Approaches and strategy
Goldacre writes that very senior strategic leadership roles need to be created, using people with technical skills to manage complex technical problems. It should be accepted that new ways of working are overdue, but old methods cannot be replaced overnight: “we must build skills, and prove the value of modern approaches to data in parallel to maintaining old services and teams.” Identifying a range of “data pioneers” from each sector would be of use so that they can adopt modern working practices and develop shared re-usable methods, code, documentation and tools. Finally, Goldacre recommends building TRE capacity by taking a hands-on approach to the work common to all TREs: avoid the commissioning of multiple closed data projects from which little can be learned, and instead focus on experimentation through which all can learn.
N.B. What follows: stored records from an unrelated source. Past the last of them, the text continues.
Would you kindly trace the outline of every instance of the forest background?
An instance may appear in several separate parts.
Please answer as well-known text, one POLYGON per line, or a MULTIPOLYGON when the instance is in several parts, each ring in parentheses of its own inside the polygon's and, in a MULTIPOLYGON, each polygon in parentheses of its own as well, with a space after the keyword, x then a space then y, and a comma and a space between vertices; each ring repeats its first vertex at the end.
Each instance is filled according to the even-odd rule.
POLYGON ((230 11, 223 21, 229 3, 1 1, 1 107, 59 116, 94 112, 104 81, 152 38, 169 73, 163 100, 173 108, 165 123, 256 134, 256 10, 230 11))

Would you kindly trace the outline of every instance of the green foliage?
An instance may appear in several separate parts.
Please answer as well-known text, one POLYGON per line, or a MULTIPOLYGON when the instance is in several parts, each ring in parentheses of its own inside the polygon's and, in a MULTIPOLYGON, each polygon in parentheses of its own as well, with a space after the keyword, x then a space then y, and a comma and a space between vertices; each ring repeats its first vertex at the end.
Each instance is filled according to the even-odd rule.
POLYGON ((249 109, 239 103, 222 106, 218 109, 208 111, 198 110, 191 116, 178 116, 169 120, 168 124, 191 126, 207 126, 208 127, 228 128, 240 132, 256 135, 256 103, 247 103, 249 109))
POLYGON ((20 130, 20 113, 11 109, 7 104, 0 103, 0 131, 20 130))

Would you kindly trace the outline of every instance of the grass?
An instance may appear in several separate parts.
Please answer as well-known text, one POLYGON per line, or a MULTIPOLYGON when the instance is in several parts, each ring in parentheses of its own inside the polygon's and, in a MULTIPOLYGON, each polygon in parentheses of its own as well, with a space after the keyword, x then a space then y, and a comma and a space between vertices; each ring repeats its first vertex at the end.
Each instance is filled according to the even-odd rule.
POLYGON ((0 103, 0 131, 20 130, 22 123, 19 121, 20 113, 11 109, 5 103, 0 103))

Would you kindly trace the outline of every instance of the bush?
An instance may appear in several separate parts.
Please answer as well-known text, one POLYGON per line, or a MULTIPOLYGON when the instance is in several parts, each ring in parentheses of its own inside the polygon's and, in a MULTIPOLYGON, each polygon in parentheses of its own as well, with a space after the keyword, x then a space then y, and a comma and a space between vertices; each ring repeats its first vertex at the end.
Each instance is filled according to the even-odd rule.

Goldacre brings the summary to a close by describing how previously, shortcomings in the system have been driven by “chasing small, isolated, short-term projects; at the expense of building a coherent system that can deliver faster, better, safer outputs for all users of data.” He states that investing in platforms and curation will allow the NHS to “rapidly capitalise” on skills and data, saving time, increasing productivity, and ultimately saving lives.
“73 years of complete NHS patient records contain all the noise from millions of lifetimes,” Goldacre concludes. “Perfect, subtle signals can be coaxed from this data, and those signals go far beyond mere academic curiosity. They represent deeply buried treasure, that can help prevent suffering and death, around the planet, on a biblical scale. It is our collective duty to make this work.”